On the tech site The Inquirer, Paul Hales reports that Gianfranco Lanci, the Italian who runs Acer, will keep the Packard Bell and Gateway brands, the former a relic of the early radio era and the latter of the early PC clone era. Lanci, according to a report by Hales, believes that companies that sell commodity products need to sell under multiple brands to respond to different markets, and not try to merge them when they take them over. BrandlandUSA loves his approach.

“It makes sense to follow a multi-brand approach. If you look at other commodity markets like the car market, successful companies run multiple brands to address different market segments. Acer will pursue just such a multi-brand approach, Lanci said. In the this market, companies post-acquisition usually subsume acquired brands in order to boost the main brand. Acer won’t.”

This is smart stuff; other Asian companies have been stuck with new brands like Thinkpad and Lenovo. This has happened while numerous great computer brand names have gone by the wayside, even though they might have had equity, and could have helped their parent companies gain market share. (For a history of some of this historic computing brand names, check the University of Virginia’s Computer Museum; a photo of their Burroughs computer is found by clicking here.)

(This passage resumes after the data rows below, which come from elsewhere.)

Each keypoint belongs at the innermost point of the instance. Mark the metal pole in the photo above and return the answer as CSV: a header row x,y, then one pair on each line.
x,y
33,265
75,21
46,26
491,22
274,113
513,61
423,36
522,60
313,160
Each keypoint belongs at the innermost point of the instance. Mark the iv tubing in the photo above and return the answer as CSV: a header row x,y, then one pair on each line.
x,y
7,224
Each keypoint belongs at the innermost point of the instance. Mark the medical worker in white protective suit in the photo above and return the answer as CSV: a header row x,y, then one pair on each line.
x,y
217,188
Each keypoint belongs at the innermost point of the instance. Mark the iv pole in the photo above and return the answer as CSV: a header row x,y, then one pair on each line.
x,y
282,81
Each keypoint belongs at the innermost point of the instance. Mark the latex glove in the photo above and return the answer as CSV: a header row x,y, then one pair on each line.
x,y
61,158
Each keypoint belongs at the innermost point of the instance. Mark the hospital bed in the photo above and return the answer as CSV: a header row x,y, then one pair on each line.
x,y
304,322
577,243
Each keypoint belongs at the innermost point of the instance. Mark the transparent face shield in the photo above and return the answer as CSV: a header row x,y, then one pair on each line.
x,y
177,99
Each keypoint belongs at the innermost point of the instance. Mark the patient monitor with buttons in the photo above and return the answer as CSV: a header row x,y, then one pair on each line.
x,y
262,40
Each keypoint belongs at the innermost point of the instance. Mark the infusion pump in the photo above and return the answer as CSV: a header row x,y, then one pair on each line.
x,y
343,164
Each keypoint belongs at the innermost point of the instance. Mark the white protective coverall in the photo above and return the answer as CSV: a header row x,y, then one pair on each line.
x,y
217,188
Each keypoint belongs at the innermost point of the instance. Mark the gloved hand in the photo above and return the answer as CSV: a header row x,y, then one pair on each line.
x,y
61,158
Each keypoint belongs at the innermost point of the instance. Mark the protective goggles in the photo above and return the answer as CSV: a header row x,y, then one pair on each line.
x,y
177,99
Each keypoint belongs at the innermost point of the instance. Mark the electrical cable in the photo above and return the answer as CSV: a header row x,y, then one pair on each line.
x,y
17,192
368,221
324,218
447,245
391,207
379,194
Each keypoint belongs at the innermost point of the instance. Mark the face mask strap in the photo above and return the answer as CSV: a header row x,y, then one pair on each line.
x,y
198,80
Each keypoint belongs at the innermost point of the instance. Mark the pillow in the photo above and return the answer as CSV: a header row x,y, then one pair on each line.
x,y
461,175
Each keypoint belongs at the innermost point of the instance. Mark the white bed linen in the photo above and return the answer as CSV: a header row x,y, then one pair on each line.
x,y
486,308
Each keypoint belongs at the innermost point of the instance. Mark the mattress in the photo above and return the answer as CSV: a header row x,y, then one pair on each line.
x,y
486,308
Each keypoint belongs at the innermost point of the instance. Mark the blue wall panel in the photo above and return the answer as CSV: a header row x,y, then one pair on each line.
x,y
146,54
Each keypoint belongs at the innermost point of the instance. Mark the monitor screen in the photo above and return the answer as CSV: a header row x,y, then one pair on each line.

When we say this, we know we are in dangerous territory. Because we know that if you took the Underwood typewriter brand and stuck it on a computer, it wouldn’t help the computer sell. People wouldn’t get it, or think Underwood was a new name. However, if a company used Underwood or Royal to “brand” an add on USB keyboard, that might sell to consumers. If that approach were successful, and a technology feel was added back and associated with the Underwood brand, it could, perhaps later, be used to sell PC clones. A few dropped, but still famous names which could have uses include:

  • The Sperry, Burroughs and UNIVAC product names, which were all merged to form Unisys (a good company name, with a good ring, that echoes UNIVAC). But just because the company is called Unisys, that doesn’t mean that the brands under it needed to disappear. They could all appear as product names for new model computers by Unisys. Or at minimum, Unisys could attempt to license the images, logos and history of the brands for products that would bring licensing revenue to Unisys.
  • The Remington Rand computer and brand. The situation with Remington is better. While the computing brand has gone, at least the name Remington, which has gained clout over nearly two centuries and is one of the great American brand names, has become diversified; its brand survives on Remington electric razors through Remington Products and sporting products through Remington Arms. Assuming you could get all the trademark stuff straight, Remington Rand could very well also be licensed to a cellphone maker as a new model name; it would connote technology AND guns.
  • The Digital and DEC brands. Hewlett Packard apparently owns the Digital and DEC websites and has the last claims on brands; this brand could very well be used as a sub-brand if Hewlett-Packard needs to branded IT services, help desks or niche corporate server hardware sold by HP. For instance, it uses the product names ProLiant and Superdome. It would be a kick if they added the name Digital to the product list again next time they launch a new server. No one would buy a computer for this name, but it would be a kick, and it would be a way to keep the brand alive, as well as generate a good bit of press and a message to consumers that HP has history on its side.
  • The Selectric brand of IBM. Selectric typewriters were the best typewriters ever made; obviously the market for them disappeared. Yet the value in their approach to keyboards remains. With the Selectric, the “brand” was typing comfort combined with great product design, and that might still have value today. Could the brand be attached to an IBM licensed keyboard or MS Word software Add on or template service that had the same sense of touch and graphic sensibility that the Selectric Typewriter had?

Other related thoughts:

  • There is no reason why the Packard Bell can’t be licensed to radios and TVs.
  • The Crosley brand has been revived on nostalgic products, but there is no reason why it can’t also go on HD Radios. In fact, antique brands like Zenith, Crosley, Philco and Packard Bell are PERFECT to help sell new technology like HD Radio. Folks over 50 know these brands, and the 50-90 market has a great big fear of technology, and lots of free time.

BrandlandUSA Rule:

If you sell commodity products, keep lots of brands handy. Nothing wrong with coming up with a new company name when you merge a few companies, but that does not mean that the subsidiary brands names of your products need to die too. In fact, keeping the older brands and words alive keeps connections with different segments of customers. New products with new names can bring in new customers, but killing off an old brand to reach the same customer means LOST customers.